Отслеживание прогресса выбора
[ редактировать ]Чтобы отслеживать ход реакции SELEX, количество связанных с мишенью молекул, которое эквивалентно количеству элюированных олигонуклеотидов, можно сравнить с предполагаемым общим количеством введенных олигонуклеотидов после элюирования в каждом раунде. [3] [19] Количество элюированных олигонуклеотидов можно оценить путем оценки концентрации элюирования по поглощению при длине волны 260 нм. [19] или флуоресцентное мечение олигонуклеотидов. [7] По мере того, как реакция SELEX приближается к завершению, доля библиотеки олигонуклеотидов, которая связывает мишень, приближается к 100%, так что количество элюированных молекул приближается к оценке общего ввода олигонуклеотидов, но может сходиться при меньшем числе. [3]
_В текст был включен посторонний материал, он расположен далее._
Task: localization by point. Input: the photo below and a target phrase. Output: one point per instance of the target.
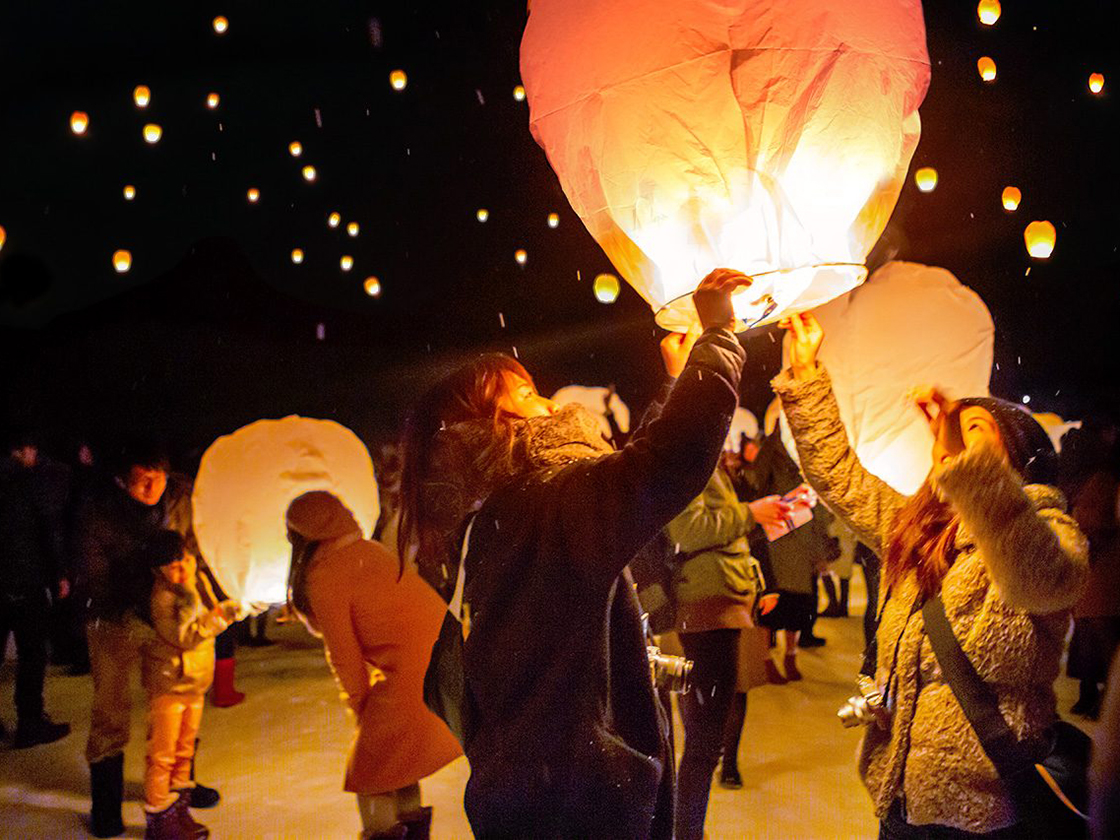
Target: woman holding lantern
(566, 736)
(987, 535)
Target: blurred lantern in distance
(248, 479)
(606, 288)
(1041, 238)
(659, 120)
(988, 11)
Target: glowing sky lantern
(762, 136)
(987, 68)
(245, 483)
(1041, 238)
(910, 326)
(122, 260)
(606, 288)
(988, 11)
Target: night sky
(214, 326)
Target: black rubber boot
(106, 793)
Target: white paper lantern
(245, 483)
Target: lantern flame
(1041, 238)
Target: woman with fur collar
(994, 538)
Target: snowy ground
(278, 757)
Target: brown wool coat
(1022, 567)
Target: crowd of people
(528, 585)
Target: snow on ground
(278, 757)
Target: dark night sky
(214, 325)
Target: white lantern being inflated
(910, 326)
(771, 138)
(245, 483)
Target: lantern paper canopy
(595, 400)
(771, 138)
(245, 483)
(910, 326)
(606, 288)
(926, 178)
(1041, 238)
(988, 11)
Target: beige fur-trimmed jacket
(1022, 567)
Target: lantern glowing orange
(606, 288)
(1041, 238)
(987, 67)
(768, 137)
(988, 11)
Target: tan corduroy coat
(1022, 567)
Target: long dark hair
(472, 392)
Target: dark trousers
(703, 710)
(27, 616)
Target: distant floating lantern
(1039, 238)
(987, 67)
(988, 11)
(606, 288)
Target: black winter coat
(569, 739)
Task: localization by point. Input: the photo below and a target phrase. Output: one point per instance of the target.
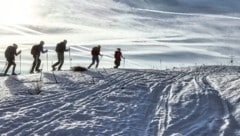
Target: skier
(60, 49)
(118, 56)
(10, 54)
(95, 56)
(36, 51)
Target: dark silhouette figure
(36, 52)
(95, 56)
(118, 56)
(10, 54)
(60, 49)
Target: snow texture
(199, 101)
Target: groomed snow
(201, 101)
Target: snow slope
(200, 101)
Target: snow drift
(196, 101)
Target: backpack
(9, 52)
(118, 55)
(34, 50)
(60, 47)
(95, 51)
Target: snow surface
(193, 101)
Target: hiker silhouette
(118, 56)
(36, 52)
(10, 54)
(95, 56)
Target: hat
(41, 42)
(15, 45)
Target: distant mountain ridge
(202, 6)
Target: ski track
(119, 102)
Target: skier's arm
(18, 52)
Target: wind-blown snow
(192, 101)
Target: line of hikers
(37, 49)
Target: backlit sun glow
(17, 11)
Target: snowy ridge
(192, 101)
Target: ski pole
(20, 61)
(70, 59)
(47, 60)
(5, 66)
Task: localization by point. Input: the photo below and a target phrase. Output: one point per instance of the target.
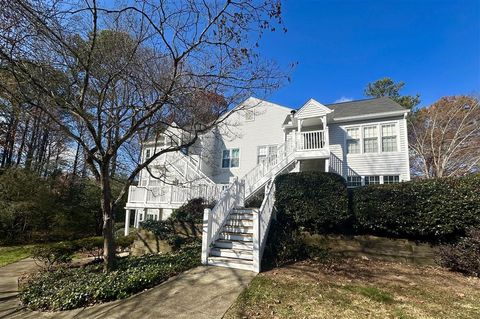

Предостережения и соображения
[ редактировать ]Некоторые реакции SELEX могут генерировать зонды, которые зависят от областей связывания праймера для формирования вторичной структуры. [7] Существуют приложения аптамеров, для которых желательна короткая последовательность и, следовательно, усечение праймера. [20] Усовершенствование оригинального метода позволяет библиотеке РНК исключить константные области праймера, которые может быть трудно удалить после процесса отбора, поскольку они стабилизируют вторичные структуры , которые нестабильны, когда образуются только случайной областью. [21]
Химически модифицированные нуклеотиды
[ редактировать ]Недавно SELEX расширился и теперь включает использование химически модифицированных нуклеотидов. Эти химически модифицированные олигонуклеотиды предлагают множество потенциальных преимуществ для выбранных аптамеров, включая большую стабильность и устойчивость к нуклеазам, улучшенное связывание с выбранными мишенями, расширенные физические свойства, такие как повышенная гидрофобность, и более разнообразные структурные конформации. [9] [10] [22]
Генетический алфавит и, следовательно, возможные аптамеры также расширяются за счет неестественных пар оснований. [23] [24] использование этих неприродных пар оснований было применено к SELEX, и были созданы аптамеры ДНК с высоким сродством. [25]
Варианты SELEX и альтернативные методы отбора аптамеров
[ редактировать ]FRELEX был разработан в 2016 году компанией NeoVentures Biotechnology Inc, чтобы обеспечить возможность отбора аптамеров без иммобилизации мишени или библиотеки олигонуклеотидов. [26] Иммобилизация – необходимая составляющая SELEX; однако он обладает потенциалом ингибировать ключевые эпитопы и, таким образом, ослаблять вероятность успешного связывания, особенно при работе с небольшими молекулами. [27] [28] FRELEX следует общей методологии, аналогичной SELEX; однако вместо иммобилизации мишени исследователь вводит серию случайных и блокирующих олигонуклеотидов в поле иммобилизации перед введением в мишень. [26] Это позволяет исследователю лучше нацеливаться на небольшие молекулы, которые могут быть потеряны во время разделения. [26] В некоторых случаях его также можно использовать для выбора библиотеки аптамеров без знания цели. [29]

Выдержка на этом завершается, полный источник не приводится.